The AI commands (`review`, `interview`, `criteria init`, `calibrate`) run through
a shared model abstraction, selected with `--backend`:

| Backend | Provider | Credentials |
| --- | --- | --- |
| `api` | Anthropic API | `ANTHROPIC_API_KEY` |
| `claude-code` | Claude Code CLI (Pro/Max subscription) | `claude login` |
| `openai` | OpenAI / OpenAI-compatible | `OPENAI_API_KEY`, opt. `OPENAI_BASE_URL` |
| `glm` | GLM / Zhipu (BigModel) | `GLM_API_KEY` / `ZHIPUAI_API_KEY` |
| `gemini` | Google Gemini | `GEMINI_API_KEY` / `GOOGLE_API_KEY` |
| `auto` *(default)* | Claude Code if the `claude` binary is on `PATH` and no `ANTHROPIC_API_KEY` is set, otherwise the Anthropic API. |

`openai`, `glm`, and `gemini` are text-only (no PDF syllabi) and require the
`graider[openai]` or `graider[google]` extra. The default model is
`claude-opus-4-8`; override per run with `--model`.

## Starter templates

`python` · `java` · `cpp` · `go` · `rust` · `typescript`. Each ships a working
project plus a rendered `.graider.yml`, `.gitlab-ci.yml`, `qlty.toml`, and a
reflection prompt.
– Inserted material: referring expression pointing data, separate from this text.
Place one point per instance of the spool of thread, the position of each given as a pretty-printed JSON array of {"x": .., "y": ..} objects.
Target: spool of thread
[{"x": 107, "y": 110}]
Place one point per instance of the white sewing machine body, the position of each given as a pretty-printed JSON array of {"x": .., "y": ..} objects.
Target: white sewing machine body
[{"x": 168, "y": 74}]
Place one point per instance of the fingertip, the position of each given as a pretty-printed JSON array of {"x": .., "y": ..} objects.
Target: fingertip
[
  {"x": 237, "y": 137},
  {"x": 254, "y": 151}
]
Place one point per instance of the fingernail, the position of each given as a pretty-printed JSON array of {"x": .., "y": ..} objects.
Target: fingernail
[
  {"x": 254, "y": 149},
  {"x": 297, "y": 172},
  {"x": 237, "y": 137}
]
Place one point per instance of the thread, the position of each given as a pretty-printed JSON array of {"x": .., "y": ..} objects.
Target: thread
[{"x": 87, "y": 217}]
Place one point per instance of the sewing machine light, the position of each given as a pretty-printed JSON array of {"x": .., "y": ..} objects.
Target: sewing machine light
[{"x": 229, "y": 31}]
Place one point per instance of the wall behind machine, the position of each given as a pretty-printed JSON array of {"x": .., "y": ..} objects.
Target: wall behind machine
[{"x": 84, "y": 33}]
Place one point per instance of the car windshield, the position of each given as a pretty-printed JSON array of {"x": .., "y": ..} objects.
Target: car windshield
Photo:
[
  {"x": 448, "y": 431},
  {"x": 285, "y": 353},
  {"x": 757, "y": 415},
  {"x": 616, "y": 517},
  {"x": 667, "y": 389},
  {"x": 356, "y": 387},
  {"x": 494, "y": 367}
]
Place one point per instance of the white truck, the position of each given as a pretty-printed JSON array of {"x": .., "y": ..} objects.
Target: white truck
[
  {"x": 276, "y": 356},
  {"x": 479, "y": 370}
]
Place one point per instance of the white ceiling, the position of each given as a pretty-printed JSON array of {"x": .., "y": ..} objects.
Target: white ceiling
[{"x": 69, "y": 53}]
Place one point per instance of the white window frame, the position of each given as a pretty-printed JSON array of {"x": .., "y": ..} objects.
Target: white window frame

Templates are stored as `.tmpl` / `dot_` files and rendered
with placeholder substitution (`{{project_name}}`, `{{course}}`, …).

## Configuration

Settings are resolved in precedence order:

1. **CLI flags** (`--gitlab-url`, `--token`, `--class`, `--dry-run`, …)
2. **Environment variables** (`GITLAB_URL`, `GITLAB_TOKEN`, provider API keys)
3. **Local `graider.toml`** in the working directory (supports `[class.<name>]` sections)
4. **Global `~/.config/graider/config.toml`**

Rosters are read from `.csv`, `.xlsx`, and `.xlsm` files with fuzzy header
matching (email / group / name), per-row validation, and duplicate detection.

## Documentation

Full guides live in [`docs/`](docs/) and are published to GitHub Pages:

- **[Teachers Manual](docs/teachers.md)** — setup → criteria → provisioning → grading → review → reporting.
- **[Students Manual](docs/students.md)** — local grading, self-review, and Agent Skill setup.
- **[Current Implementation](docs/current_implementation.md)** — technical reference for commands, config, and integrations.
- **[Learning Science](docs/learning_science.md)** & **[Topic Guides](docs/topic_guides.md)** — the pedagogy behind the rubric.

## Development

Managed with [uv](https://docs.astral.sh/uv/), linted/formatted with
[ruff](https://docs.astral.sh/ruff/), and type-checked with
[ty](https://docs.astral.sh/ty/).

```sh
uv sync                     # install dependencies (incl. dev tools)
uv run graider              # run the CLI
uv run pytest               # run tests
uv run ruff check .         # lint
uv run ruff format .        # format
uv run ty check             # type check
uv run mkdocs serve         # preview the docs site locally
```

## CI/CD

GitHub Actions runs on pushes to `main`, pull requests, and version tags:

- **CI** (`ci.yml`) — ruff lint, ruff format check, `ty`, and pytest.
- **Docs** (`docs.yml`) — builds the MkDocs site and deploys it to GitHub Pages.
- **Publish** (`publish.yml`) — on `vX.Y.Z` tags, builds and publishes to PyPI
  via Trusted Publishing (OIDC, no stored token).

> Note: the `.gitlab-ci.yml` shipped inside the starter templates is separate —
> it runs in each **student's** provisioned GitLab repository, not for this tool.